How do I tell Java to use more of my computer's memory? By
default, Java will only use 64MB of memory (not very much for this
application). You must explicitly ask for more by executing
with
java -Xmx1024m EditDistance < input.txt
The 1024m means 1024MB (1 GB), and you
should adjust this number depending on the amount of memory your
computer has and the size of the arrays you will need for the data set
you are running. (Our implementation needs close to 3GB of RAM for
ecoli7000.txt and about 5GB for ecoli10000.txt.)
How do I determine how much memory I have? On Mac,
select About this Mac from the Apple menubar. You can also
observe the CPU and memory usage using the Activity Monitor. On
Windows, type Ctrl-Shift-Escape, and look at the last tab so see CPU
and memory usage.
Can I assume that the input characters will always be A, C, G or T?

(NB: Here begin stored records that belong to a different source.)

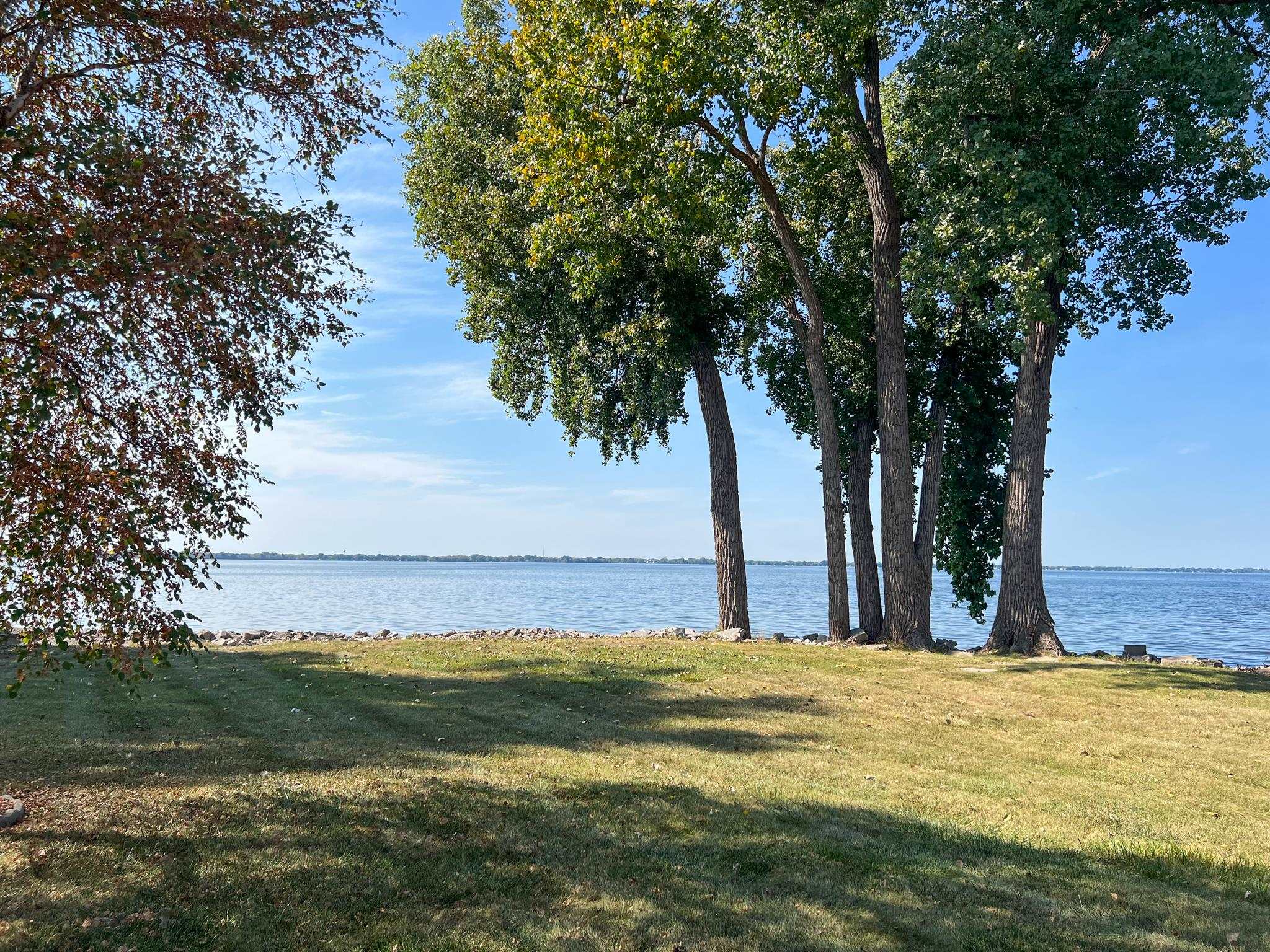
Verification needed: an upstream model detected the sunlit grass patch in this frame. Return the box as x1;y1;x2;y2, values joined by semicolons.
0;641;1270;952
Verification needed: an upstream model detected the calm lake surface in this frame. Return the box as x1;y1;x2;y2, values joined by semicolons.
185;560;1270;664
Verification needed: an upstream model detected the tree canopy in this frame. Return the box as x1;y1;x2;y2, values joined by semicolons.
0;0;386;690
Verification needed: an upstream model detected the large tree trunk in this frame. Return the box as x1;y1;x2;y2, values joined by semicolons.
856;37;935;650
913;399;948;594
786;313;851;641
984;297;1065;655
692;340;749;635
913;349;956;628
745;164;851;641
847;419;881;641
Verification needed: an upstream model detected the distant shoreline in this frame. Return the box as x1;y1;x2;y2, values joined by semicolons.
216;552;1270;575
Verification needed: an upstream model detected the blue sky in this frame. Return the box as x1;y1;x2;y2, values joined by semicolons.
222;0;1270;567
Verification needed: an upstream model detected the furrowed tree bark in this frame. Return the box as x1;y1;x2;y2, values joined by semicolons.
850;35;935;650
785;309;851;641
847;419;881;641
692;340;749;635
984;282;1065;655
913;396;948;628
693;117;851;641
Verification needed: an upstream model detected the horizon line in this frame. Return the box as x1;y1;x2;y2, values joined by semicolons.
212;551;1270;575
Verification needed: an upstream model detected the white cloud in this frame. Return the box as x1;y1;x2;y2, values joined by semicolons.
611;486;683;505
322;362;507;423
1085;466;1129;482
291;392;362;406
330;188;402;211
247;419;487;487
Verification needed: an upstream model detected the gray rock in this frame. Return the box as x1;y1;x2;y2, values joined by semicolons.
0;797;27;829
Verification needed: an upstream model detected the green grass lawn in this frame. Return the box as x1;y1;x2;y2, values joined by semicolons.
0;640;1270;952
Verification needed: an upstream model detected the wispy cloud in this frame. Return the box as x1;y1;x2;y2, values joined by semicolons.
247;419;489;487
322;362;507;423
612;487;683;505
291;392;362;406
330;188;402;211
1085;466;1129;482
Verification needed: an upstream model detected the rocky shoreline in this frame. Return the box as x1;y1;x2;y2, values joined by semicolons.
198;626;1270;676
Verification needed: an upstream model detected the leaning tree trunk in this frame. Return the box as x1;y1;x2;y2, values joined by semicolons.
692;340;749;635
847;419;881;641
794;322;851;641
913;395;948;630
984;303;1065;655
745;167;851;641
852;35;935;650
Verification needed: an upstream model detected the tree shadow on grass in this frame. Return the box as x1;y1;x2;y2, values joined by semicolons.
0;647;824;787
0;778;1270;952
997;661;1270;694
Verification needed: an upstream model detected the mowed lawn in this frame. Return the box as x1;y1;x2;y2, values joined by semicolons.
0;640;1270;952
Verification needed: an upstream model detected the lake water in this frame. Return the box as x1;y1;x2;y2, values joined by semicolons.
185;560;1270;664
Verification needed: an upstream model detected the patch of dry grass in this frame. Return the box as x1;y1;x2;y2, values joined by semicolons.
0;640;1270;952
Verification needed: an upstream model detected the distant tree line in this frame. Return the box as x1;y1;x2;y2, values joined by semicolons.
396;0;1270;654
215;552;1270;575
0;0;1270;690
216;552;825;566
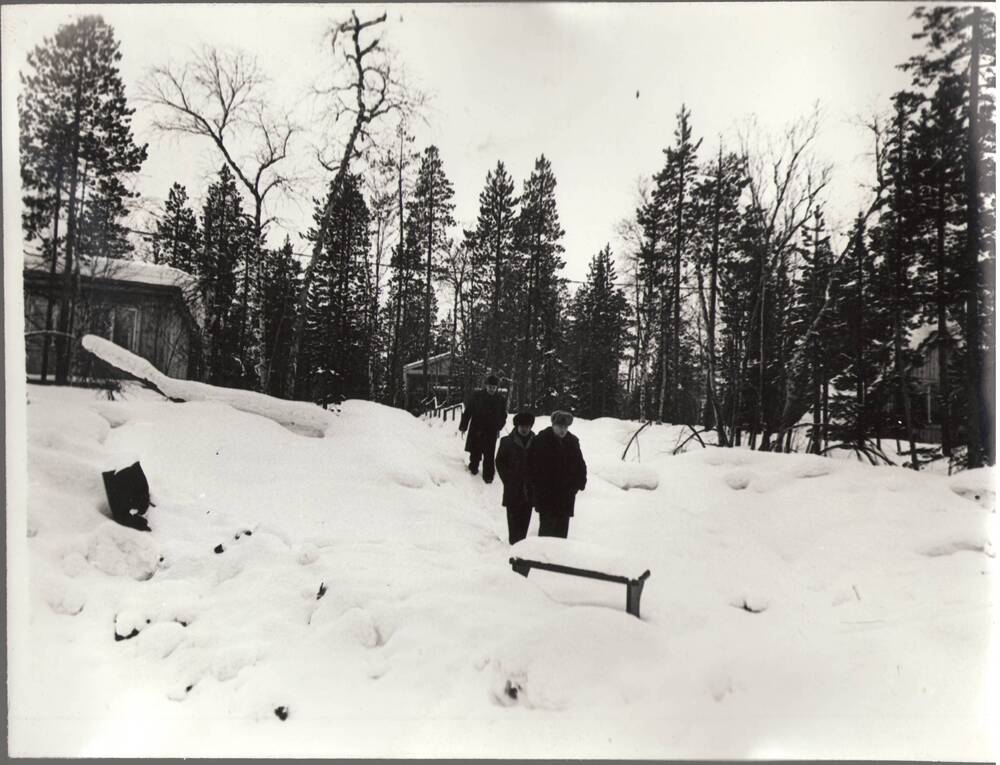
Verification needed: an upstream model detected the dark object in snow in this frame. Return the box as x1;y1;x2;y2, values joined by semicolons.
101;462;155;531
509;558;649;619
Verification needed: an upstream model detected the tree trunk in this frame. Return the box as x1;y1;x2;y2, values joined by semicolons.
56;71;83;385
42;162;63;382
934;187;952;457
965;7;993;468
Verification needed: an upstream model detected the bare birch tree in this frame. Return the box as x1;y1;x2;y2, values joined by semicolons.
141;47;298;390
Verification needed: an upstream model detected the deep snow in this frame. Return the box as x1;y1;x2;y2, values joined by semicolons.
8;366;998;760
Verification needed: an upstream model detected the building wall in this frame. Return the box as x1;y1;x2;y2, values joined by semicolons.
24;284;192;378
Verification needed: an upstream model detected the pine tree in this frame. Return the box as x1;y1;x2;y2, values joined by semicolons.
829;215;893;451
871;93;918;470
407;146;455;400
197;165;254;387
18;16;146;383
787;208;835;454
653;105;701;421
901;6;996;467
912;75;965;458
467;161;523;372
153;183;201;275
261;236;302;397
691;144;747;446
510;155;565;410
298;174;371;405
568;245;629;419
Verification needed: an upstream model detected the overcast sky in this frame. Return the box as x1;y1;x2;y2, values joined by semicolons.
2;2;918;279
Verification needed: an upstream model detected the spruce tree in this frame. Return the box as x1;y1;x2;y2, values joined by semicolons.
653;105;701;421
510;155;565;409
787;208;835;454
153;183;201;275
828;215;893;452
407;146;455;402
261;236;302;397
691;144;747;446
901;6;996;467
467;161;523;371
568;245;629;419
298;174;371;405
197;165;253;387
18;16;146;383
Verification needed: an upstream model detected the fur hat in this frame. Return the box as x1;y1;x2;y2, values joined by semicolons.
514;412;535;428
552;409;573;428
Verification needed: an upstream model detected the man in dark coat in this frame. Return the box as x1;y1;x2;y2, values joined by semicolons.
497;412;535;544
528;411;587;539
458;375;507;483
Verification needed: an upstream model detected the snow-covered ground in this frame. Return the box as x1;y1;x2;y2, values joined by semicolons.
8;372;998;760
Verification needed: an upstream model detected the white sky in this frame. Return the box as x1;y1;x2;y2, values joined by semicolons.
2;2;918;279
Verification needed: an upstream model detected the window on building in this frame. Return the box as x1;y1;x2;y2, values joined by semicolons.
111;306;139;351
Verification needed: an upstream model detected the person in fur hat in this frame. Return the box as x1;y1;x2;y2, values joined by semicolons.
496;412;535;544
458;375;507;483
528;411;587;539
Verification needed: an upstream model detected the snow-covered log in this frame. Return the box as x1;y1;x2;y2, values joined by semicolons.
81;335;333;436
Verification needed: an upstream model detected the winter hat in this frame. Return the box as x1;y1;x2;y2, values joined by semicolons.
552;409;573;428
514;412;535;428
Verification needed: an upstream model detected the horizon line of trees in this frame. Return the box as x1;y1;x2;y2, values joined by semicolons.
18;6;996;468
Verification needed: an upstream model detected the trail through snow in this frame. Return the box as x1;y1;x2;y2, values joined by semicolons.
8;368;997;760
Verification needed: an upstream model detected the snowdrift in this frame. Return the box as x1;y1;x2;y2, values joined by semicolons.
9;360;996;760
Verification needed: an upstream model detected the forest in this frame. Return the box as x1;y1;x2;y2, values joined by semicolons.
18;5;996;469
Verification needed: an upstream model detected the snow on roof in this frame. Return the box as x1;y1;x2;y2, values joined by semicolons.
403;351;451;370
910;320;959;349
24;252;196;289
24;252;205;324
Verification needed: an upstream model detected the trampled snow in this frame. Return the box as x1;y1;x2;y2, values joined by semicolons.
8;370;997;760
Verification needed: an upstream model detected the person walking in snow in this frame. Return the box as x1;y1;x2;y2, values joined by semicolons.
496;412;535;544
458;375;507;483
528;411;587;539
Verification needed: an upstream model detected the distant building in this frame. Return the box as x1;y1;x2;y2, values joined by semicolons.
24;253;204;380
892;324;957;444
403;352;462;411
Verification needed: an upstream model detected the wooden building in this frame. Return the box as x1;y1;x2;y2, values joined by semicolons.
403;352;462;412
23;254;204;381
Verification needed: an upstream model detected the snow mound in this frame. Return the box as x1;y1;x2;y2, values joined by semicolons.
948;467;997;510
87;522;160;581
81;335;332;437
591;461;660;491
724;461;759;491
490;606;666;711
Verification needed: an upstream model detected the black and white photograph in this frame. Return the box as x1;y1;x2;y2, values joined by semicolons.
0;1;1000;762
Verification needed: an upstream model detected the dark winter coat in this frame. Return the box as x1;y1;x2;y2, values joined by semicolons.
528;427;587;516
497;428;535;507
458;388;507;453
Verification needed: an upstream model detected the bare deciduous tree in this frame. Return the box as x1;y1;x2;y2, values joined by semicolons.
289;10;421;394
141;47;298;390
775;111;888;448
740;106;831;449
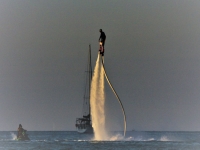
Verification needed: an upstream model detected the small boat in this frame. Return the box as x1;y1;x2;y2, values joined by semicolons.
16;124;30;141
75;45;93;133
16;130;30;141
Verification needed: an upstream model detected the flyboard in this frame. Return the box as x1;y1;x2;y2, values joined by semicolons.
99;42;126;137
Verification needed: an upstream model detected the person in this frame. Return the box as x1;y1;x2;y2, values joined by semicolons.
99;29;106;54
17;124;25;138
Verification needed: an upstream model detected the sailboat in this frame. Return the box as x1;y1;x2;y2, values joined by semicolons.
75;45;93;133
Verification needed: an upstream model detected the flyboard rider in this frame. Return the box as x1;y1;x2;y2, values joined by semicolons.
99;29;106;56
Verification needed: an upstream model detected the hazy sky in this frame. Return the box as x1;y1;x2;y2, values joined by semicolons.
0;0;200;131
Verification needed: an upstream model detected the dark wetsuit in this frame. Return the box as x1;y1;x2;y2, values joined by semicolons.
99;31;106;48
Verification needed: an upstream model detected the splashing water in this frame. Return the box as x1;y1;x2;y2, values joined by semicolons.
90;54;108;140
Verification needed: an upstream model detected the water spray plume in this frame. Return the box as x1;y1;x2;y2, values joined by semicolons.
90;55;108;140
90;54;126;140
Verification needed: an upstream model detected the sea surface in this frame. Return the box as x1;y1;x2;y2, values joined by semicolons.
0;131;200;150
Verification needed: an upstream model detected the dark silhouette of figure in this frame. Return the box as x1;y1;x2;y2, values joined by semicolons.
17;124;24;138
99;29;106;56
99;29;106;48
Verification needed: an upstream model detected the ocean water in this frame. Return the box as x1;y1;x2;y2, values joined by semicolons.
0;131;200;150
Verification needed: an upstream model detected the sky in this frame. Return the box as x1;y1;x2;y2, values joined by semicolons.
0;0;200;131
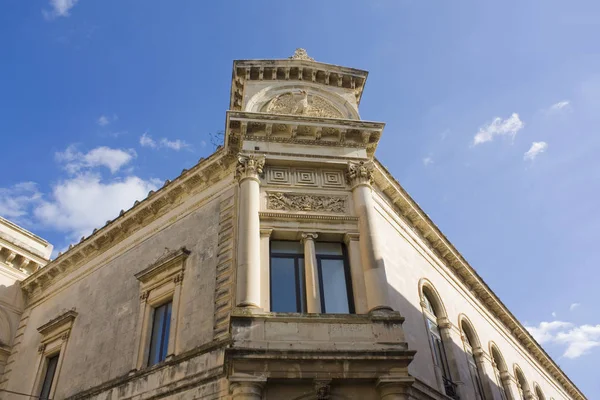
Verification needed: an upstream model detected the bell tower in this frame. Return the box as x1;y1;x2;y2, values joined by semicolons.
225;49;414;400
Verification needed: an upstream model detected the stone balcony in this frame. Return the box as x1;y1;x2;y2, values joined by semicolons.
227;309;415;382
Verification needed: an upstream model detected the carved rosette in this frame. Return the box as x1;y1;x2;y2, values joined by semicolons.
346;161;374;186
235;155;265;181
267;192;346;213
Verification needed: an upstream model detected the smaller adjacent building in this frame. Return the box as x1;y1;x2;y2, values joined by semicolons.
0;217;53;376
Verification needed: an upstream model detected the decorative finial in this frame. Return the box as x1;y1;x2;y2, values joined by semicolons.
290;48;315;61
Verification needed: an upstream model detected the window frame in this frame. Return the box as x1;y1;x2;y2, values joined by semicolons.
146;300;173;367
133;247;190;370
31;309;77;399
269;248;306;314
315;242;356;314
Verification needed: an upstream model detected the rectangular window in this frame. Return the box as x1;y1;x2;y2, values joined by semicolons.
315;242;354;314
271;240;306;313
148;302;173;366
40;354;60;400
271;240;354;314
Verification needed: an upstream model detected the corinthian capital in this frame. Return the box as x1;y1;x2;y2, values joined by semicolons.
346;161;373;186
235;154;265;180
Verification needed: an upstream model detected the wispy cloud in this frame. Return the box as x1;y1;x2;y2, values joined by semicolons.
526;321;600;359
42;0;79;20
523;142;548;161
0;182;42;221
96;114;119;126
55;145;137;174
32;172;159;240
472;113;525;146
548;100;571;112
140;132;190;151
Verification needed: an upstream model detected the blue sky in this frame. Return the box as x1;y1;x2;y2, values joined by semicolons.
0;0;600;398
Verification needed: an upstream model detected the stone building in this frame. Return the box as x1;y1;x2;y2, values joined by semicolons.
0;49;585;400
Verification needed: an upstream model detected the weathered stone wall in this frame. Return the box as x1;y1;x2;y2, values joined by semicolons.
7;184;234;399
375;194;570;400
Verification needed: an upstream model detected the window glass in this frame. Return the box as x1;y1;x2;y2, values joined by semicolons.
320;258;350;314
148;302;172;366
271;255;304;312
40;354;59;400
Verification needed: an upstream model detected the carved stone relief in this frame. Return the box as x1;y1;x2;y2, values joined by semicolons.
262;90;344;118
266;166;346;189
267;192;347;213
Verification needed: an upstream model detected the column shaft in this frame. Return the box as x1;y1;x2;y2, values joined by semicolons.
302;233;321;313
352;178;392;311
236;156;264;308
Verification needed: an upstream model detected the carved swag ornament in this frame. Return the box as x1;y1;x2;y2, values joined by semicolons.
267;192;346;213
235;155;265;180
346;161;374;186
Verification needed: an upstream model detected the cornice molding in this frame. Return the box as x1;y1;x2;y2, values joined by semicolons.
373;159;586;400
21;147;237;299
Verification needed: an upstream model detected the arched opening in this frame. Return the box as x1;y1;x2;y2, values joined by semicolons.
420;284;458;398
490;344;511;400
535;385;546;400
460;318;486;400
515;365;529;400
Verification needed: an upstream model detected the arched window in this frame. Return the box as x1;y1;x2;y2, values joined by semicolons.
460;319;485;400
535;385;546;400
490;344;510;400
515;366;529;400
421;286;458;398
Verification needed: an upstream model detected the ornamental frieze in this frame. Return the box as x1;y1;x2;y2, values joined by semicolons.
267;192;347;213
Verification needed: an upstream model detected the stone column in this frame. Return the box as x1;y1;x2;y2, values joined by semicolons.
437;317;472;399
500;371;533;400
346;161;392;311
344;233;369;314
302;232;321;313
231;381;264;400
473;346;508;400
236;155;265;308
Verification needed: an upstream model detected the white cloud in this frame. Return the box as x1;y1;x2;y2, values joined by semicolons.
140;132;190;151
525;321;572;344
160;138;189;151
42;0;79;19
548;100;571;112
555;325;600;358
55;145;136;174
140;132;156;149
33;173;159;239
523;142;548;161
473;113;525;146
0;182;42;220
526;321;600;358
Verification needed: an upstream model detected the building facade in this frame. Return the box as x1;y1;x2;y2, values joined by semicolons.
0;49;585;400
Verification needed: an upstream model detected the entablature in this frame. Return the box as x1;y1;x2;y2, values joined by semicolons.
227;111;385;157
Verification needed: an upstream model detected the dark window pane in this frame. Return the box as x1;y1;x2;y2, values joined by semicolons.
148;302;172;366
320;258;350;314
271;257;304;312
40;354;59;399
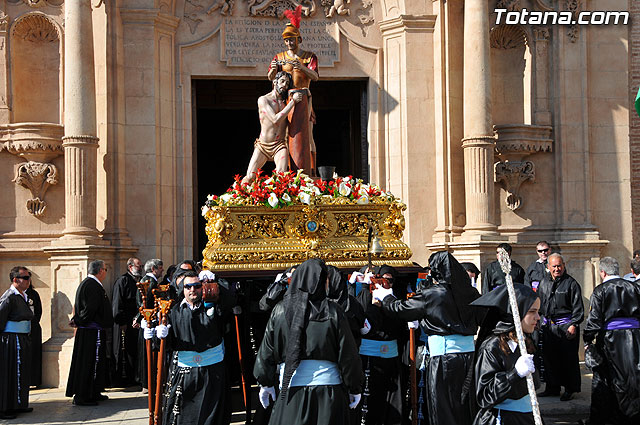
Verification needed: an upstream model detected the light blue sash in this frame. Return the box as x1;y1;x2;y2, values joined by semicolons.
3;320;31;334
360;338;398;359
278;360;342;389
494;394;533;413
178;342;224;367
427;335;475;357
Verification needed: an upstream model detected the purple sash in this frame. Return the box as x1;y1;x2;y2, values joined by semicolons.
542;316;571;325
78;322;102;331
606;317;640;331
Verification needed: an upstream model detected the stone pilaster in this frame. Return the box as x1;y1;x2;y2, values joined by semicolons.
462;0;496;238
63;0;98;242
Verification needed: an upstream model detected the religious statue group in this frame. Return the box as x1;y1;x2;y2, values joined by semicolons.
244;7;318;182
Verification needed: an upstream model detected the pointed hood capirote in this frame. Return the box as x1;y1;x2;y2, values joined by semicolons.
280;258;329;398
429;251;480;326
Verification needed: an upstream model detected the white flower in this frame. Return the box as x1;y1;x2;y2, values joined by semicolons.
267;192;280;208
298;191;311;205
338;182;351;196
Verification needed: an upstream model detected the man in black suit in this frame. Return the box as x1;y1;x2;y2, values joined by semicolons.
482;243;524;294
66;260;113;406
111;257;142;387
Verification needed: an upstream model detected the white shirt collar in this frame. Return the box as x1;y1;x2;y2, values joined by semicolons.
180;298;202;310
87;273;104;288
9;285;29;303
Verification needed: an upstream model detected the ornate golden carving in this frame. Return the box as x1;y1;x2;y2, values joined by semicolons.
13;12;60;43
203;198;411;270
13;161;58;217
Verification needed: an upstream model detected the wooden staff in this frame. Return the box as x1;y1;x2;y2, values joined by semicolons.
142;308;156;425
233;313;247;408
498;248;542;425
136;281;156;425
407;284;418;425
153;298;173;425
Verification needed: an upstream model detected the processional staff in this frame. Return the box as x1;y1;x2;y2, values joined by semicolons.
498;248;542;425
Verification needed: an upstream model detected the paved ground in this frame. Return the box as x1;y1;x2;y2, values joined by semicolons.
0;365;591;425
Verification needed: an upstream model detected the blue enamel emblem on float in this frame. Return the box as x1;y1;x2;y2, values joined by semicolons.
307;220;318;233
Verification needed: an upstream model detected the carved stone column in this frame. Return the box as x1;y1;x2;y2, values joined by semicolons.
462;0;496;237
63;0;98;240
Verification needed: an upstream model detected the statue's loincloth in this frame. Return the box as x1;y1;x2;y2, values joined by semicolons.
253;139;287;161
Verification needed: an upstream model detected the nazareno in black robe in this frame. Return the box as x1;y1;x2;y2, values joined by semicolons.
538;272;584;393
0;289;33;413
583;278;640;425
111;272;140;386
253;259;363;425
25;284;42;387
162;279;236;425
383;252;484;425
356;265;408;425
66;277;113;401
471;283;538;425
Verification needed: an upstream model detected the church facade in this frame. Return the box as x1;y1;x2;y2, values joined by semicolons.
0;0;640;386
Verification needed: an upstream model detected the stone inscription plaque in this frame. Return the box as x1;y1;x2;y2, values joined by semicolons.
220;17;340;68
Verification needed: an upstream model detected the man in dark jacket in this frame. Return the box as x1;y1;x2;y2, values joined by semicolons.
538;253;584;401
111;257;142;387
482;243;524;294
583;257;640;425
66;260;113;406
524;241;551;291
373;251;484;425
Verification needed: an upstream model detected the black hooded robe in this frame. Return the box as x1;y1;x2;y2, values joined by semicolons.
473;335;535;425
25;285;42;387
0;289;33;413
253;259;363;425
356;266;408;425
111;272;139;386
538;272;584;393
583;278;640;425
382;252;484;425
66;277;113;401
471;283;544;425
162;281;235;425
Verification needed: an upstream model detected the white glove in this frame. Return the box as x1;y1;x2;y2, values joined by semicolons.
360;319;371;335
258;387;276;409
141;320;156;339
156;325;171;339
349;272;364;284
371;285;393;301
349;394;361;409
516;354;536;378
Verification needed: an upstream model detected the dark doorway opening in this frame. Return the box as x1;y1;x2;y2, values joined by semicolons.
192;79;369;258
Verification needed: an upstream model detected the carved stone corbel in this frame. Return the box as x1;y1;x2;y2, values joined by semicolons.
13;161;58;217
320;0;351;18
494;161;536;211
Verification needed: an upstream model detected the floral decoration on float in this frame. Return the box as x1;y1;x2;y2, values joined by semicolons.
202;170;411;270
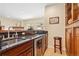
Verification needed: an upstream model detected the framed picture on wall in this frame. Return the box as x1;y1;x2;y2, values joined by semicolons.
49;17;59;24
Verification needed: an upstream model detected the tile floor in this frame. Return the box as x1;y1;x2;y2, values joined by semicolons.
44;48;67;56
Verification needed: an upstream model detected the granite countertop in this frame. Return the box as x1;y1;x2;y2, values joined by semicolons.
0;34;45;51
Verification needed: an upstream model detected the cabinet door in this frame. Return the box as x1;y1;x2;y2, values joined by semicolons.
66;29;72;55
45;34;48;50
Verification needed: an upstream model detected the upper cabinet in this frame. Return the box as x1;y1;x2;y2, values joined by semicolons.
65;3;79;25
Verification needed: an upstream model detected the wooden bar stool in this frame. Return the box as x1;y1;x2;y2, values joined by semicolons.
54;37;62;54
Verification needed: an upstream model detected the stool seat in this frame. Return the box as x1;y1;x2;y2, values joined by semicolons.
54;37;62;54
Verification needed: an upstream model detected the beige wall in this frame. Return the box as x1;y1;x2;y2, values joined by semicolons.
0;17;20;29
23;17;44;29
45;4;65;50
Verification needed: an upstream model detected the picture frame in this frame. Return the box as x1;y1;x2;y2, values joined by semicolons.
49;16;59;24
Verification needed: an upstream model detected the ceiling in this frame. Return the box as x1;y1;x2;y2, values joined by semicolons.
0;3;48;19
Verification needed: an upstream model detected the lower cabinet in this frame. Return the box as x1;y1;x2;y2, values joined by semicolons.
1;40;33;56
19;48;33;56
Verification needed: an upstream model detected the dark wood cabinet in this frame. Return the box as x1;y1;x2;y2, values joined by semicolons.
66;27;79;56
65;3;79;56
1;40;33;56
65;3;79;25
66;28;75;55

NO! Your program should work equally well for any letter, upper case or
lower case.
It seems strange to define x[i..M] to be the substring consisting
of x[i] through x[M-1] instead of x[i]
through x[M]. Is this a typo?
It's a little strange, but no, it's not a typo. It's consistent
with Java's indexing notation where the left endpoint is inclusive
and the right endpoint is exclusive.
Which alignment should I print out if there are two or more
optimal ones?
Output any one you like.
Testing: Sequence Alignment
|
Testing.
To help you check the part of your program that finds the edit distance,
the edit distances of
gene57.txt, stx1230.txt, and ftsa1272.txt are
8, 521, and 758, respectively.
To help you check the part of your program that generates the alignment,
there are several short test files in the sequence directory whose alignments
are easy to generate manually.
In addition, we require that you generate one input file of your own to be
used for testing special cases. Create a new input file with some
interesting property. Then test your code using your file and make sure
your program behaves as expected.
Possible Progress Steps: Match Sequence Alignment
|
These are purely suggestions for how you might make progress. You do
not have to follow these steps.
- Download DataPair.java
and Path.java Download and unzip sequence.zip to your system. It contains sample
data files.
- Create a skeleton Match.java file including the
simple test routing below. Make sure that the DataPair
class is declared after the closing brace of
the Match class or you will get some very strange compile
errors.
public class Match {
public static Path match(DataPair dp) {
return null; // placeholder so Match will compile
}
public static void main(String[] args) {
TestMatch tm = new TestMatch();
Path path = Match.match(tm);
for (Path p = path; p != null; p = p.next)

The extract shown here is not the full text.